So long, Live PD — and viewer choice

7 mins read



First they came for Gone with the Wind and I said nothing, mainly because Gone with the Wind is overrated and antiquated trash, but also because it hasn’t disappeared. No matter whether HBO Max decides to stream it, the film is still widely available to anyone who wants to waste four hours of their lives on it. Then they came for Live PD, which does nothing more than point cameras in real time at law enforcement, and I said … huh?

A&E canceled their top-rated show, practically their tentpole, because ratings must not matter much any more:

A&E has canceled its flagship series and one of the highest-rated shows on basic cable. A week after Live P.D. was pulled in the wake of George Floyd’s death, the reality series’ hiatus has been made permanent.

The decision was made jointly by A&E and MGM’s Big Fish Entertainment, which produces the series.

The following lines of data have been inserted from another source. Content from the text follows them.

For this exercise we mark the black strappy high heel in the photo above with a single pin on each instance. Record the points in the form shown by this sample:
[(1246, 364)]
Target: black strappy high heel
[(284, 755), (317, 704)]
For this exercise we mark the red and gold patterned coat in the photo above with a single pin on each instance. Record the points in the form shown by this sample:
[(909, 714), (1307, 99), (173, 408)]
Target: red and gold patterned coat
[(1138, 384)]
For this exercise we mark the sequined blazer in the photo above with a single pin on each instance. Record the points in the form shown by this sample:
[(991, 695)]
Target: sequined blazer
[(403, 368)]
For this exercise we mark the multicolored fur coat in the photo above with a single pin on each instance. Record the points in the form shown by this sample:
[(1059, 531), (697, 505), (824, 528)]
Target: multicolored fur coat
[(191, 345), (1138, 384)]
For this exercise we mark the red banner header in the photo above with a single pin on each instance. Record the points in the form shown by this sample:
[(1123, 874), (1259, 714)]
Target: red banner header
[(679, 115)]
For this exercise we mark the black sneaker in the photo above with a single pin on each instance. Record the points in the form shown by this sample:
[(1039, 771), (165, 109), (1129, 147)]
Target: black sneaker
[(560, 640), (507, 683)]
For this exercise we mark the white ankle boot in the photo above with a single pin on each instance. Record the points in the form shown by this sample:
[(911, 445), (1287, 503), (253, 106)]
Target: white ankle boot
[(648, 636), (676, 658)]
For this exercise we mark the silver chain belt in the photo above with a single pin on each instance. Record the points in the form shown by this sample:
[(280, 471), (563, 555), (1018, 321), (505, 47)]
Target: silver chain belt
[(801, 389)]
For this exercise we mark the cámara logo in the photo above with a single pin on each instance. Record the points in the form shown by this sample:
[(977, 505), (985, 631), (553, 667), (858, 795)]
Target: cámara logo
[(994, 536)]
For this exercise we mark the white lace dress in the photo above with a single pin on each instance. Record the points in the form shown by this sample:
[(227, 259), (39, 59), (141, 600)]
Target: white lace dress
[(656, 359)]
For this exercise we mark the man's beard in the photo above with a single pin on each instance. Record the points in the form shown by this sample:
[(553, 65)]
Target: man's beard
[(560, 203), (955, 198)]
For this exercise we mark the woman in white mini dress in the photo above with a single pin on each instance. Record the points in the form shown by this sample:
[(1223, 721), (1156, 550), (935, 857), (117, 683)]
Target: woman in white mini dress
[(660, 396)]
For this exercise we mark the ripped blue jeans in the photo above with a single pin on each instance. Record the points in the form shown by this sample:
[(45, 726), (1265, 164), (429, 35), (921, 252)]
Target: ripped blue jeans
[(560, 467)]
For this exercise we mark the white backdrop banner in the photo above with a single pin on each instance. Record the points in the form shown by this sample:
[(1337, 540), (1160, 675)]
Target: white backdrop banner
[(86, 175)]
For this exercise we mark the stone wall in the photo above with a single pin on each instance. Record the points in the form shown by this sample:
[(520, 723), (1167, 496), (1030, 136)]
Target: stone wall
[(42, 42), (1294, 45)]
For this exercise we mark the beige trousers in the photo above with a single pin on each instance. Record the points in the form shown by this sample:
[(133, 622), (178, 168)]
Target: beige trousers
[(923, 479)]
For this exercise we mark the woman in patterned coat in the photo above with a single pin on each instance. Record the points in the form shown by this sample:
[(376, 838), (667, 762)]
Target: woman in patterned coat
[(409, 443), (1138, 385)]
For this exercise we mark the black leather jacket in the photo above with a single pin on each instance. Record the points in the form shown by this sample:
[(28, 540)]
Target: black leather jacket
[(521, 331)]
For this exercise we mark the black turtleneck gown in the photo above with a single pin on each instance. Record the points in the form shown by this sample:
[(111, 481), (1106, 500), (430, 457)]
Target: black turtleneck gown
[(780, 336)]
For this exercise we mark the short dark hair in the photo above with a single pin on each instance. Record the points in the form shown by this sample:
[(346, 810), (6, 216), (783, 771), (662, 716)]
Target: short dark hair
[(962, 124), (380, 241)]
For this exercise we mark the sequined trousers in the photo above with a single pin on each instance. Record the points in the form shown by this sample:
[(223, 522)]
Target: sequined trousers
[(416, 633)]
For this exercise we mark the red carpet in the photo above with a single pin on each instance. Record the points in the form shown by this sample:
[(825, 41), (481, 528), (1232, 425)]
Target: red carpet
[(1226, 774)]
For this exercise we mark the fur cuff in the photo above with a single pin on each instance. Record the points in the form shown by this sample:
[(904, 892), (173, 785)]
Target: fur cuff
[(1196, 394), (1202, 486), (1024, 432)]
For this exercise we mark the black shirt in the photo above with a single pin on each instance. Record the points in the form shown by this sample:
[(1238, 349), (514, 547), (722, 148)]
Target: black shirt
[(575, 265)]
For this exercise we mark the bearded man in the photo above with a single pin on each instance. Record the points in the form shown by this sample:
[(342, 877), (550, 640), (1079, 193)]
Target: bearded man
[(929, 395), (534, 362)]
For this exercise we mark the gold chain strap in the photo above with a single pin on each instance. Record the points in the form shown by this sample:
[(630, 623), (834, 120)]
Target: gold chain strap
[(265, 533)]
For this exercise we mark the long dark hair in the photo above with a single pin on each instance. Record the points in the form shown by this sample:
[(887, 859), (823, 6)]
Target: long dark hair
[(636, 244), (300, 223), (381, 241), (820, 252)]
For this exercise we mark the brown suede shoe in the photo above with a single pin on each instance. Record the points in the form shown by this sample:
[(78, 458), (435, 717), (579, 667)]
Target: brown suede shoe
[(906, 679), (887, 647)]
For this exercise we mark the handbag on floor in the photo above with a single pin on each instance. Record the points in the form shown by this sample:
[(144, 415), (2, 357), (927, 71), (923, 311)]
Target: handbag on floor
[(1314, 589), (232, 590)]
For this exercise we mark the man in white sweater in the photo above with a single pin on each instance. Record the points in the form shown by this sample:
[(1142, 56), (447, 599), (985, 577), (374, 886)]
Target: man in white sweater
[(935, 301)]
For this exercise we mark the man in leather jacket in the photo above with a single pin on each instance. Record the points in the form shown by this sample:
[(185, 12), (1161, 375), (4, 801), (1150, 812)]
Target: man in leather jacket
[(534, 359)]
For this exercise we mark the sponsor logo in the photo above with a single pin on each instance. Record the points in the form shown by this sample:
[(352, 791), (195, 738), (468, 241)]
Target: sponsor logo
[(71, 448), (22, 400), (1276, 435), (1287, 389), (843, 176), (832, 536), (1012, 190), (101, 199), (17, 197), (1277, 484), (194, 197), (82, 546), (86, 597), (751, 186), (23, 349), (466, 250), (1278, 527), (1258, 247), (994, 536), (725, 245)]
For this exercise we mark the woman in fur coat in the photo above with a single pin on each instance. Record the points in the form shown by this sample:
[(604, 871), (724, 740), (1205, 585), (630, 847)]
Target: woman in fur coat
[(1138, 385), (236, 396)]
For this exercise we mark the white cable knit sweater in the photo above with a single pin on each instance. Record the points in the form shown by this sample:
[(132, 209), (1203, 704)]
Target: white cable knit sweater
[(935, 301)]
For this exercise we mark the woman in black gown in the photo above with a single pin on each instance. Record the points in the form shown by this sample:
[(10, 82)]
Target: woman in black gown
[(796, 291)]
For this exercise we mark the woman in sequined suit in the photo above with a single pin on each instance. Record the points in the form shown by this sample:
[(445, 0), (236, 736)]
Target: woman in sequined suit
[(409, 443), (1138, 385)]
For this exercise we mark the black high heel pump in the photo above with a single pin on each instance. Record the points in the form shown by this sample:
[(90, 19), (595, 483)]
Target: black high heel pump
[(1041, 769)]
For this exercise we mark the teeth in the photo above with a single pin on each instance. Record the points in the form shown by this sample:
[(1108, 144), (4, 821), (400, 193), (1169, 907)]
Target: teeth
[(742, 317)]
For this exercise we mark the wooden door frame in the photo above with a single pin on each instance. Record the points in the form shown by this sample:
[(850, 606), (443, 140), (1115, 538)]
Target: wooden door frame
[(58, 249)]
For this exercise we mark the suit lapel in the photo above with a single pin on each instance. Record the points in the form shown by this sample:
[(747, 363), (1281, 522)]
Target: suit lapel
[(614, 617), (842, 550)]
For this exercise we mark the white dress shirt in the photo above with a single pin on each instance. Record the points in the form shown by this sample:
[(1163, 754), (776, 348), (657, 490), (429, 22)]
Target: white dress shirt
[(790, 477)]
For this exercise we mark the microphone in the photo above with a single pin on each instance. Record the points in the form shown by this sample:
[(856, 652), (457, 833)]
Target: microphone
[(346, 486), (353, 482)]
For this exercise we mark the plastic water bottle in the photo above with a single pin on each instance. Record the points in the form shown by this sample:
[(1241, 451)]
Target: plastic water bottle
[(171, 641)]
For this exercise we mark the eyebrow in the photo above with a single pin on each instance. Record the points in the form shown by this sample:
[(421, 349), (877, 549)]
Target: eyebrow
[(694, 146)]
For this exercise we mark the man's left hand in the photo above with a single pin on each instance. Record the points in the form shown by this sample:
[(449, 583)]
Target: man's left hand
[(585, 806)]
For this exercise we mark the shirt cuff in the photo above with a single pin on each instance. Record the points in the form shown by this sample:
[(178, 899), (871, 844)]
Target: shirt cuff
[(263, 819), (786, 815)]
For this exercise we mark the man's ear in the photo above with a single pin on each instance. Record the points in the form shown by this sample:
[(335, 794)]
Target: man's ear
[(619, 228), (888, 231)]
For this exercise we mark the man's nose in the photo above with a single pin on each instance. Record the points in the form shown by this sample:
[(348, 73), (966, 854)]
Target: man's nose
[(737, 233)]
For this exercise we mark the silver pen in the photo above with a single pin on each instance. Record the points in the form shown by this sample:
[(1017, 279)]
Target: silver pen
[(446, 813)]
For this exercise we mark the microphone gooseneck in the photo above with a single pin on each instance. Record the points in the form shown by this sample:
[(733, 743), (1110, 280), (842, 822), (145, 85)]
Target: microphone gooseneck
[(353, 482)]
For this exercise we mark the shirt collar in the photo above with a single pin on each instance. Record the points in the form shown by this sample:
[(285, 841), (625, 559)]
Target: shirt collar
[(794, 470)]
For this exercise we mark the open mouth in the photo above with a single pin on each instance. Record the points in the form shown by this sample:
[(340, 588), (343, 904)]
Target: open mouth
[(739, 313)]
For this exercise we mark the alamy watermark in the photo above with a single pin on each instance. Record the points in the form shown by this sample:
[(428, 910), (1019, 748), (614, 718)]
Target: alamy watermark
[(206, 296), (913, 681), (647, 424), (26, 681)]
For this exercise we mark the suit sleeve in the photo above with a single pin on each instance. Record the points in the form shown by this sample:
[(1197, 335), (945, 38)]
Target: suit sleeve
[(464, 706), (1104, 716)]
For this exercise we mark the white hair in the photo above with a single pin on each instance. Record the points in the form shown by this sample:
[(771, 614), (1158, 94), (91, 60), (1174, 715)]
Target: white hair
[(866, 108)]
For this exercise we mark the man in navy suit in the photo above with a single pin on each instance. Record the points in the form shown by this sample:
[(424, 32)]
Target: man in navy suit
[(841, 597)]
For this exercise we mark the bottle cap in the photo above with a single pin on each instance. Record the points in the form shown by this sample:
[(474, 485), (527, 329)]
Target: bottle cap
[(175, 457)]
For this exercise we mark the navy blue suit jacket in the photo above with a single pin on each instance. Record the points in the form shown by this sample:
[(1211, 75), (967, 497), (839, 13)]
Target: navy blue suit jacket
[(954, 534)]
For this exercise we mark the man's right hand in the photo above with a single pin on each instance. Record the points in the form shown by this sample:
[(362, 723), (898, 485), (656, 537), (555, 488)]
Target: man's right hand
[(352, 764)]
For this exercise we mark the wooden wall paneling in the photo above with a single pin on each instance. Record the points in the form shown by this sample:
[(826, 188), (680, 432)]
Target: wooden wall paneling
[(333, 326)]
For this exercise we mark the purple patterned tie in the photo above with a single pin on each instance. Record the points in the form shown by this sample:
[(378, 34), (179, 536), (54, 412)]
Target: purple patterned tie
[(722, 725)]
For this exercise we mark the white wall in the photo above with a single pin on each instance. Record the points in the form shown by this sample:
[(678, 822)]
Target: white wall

“This is a critical time in our nation’s history and we have made the decision to cease production on Live PD,” the network said in a statement to Deadline. “Going forward, we will determine if there is a clear pathway to tell the stories of both the community and the police officers whose role it is to serve them. And with that, we will be meeting with community and civil rights leaders as well as police departments.”

Full disclosure: I am, or rather was, a big fan of Live PD and its offshoots, Live PD Cam and Live PD Wanted. Not only did I find it entertaining, thanks to the hosts of the show — Dan Abrams and former law-enforcement officers Tom Morris Jr and Sean “Sticks” Larkin — I found it very educational as well. For instance, the unreasonableness of the force used against George Floyd is even more stark after watching other law-enforcement officers routinely deal with detainees, even those who resist arrest. The transparency the show provided on day-to-day law enforcement had a value beyond its ratings. And don’t forget about all the missing children that Live PD featured and helped find, too.

But let’s talk about the ratings too, which are the lifeblood of TV entertainment and income. Supposedly, the issue was that neither the channel nor the production company could see “any path forward” for doing a show that only had to point cameras in real time at police work that would take place with or without the cameras present, and which had a proven vast and loyal audience. Cops is a somewhat different case, in that it tapes the interactions and edits them later into episodes. Live PD‘s structure dispensed with narrative over immediacy and transparency. And people watched it in droves, creating a loyal fan base. It must have made A&E tons of money, and for a relatively moderate investment.

If the ratings and loyal viewer base disappeared because of the anger over the George Floyd homicide, then cancellation would be understandable. It’s still an open question as to whether people might lose their taste for the show after all of the unrest of the last couple of weeks. But why not wait to let the viewers make that decision on their own? If the ratings collapsed, then the “no way forward” conclusion might make sense.

The obvious conclusion is that ratings and viewers don’t actually matter to A&E. Or, perhaps more accurately, ratings and viewers matter less to A&E than pretensions to “wokeness.” And in this case, education and transparency regarding law enforcement will lose out to corporate virtue-signaling.

Abrams apparently got blindsided by the decision, and was understandably upset by it. After all, he delivered the ratings and the viewer loyalty that any network would desire:

Maybe another cable network might enjoy that viewer base and ratings. Don’t bet on it, though, because we’re in for a long season of our cultural elites dictating to us what we should watch, read, and believe.

Addendum: No really, Gone with the Wind is a terrible film with the most annoying protagonist in supposedly “classic” cinema, not to mention its “Lost Cause” sympathies and glossing over of slavery. Its source material, Margaret Mitchell’s novel, is even worse on all counts. But I’d fight for the right of anyone who wanted to watch/read them to have access to to both. Besides, I routinely rewatch Battlefield Earth as one of the better unintentional comedies of the last generation. Your tastes might vary, which is the point.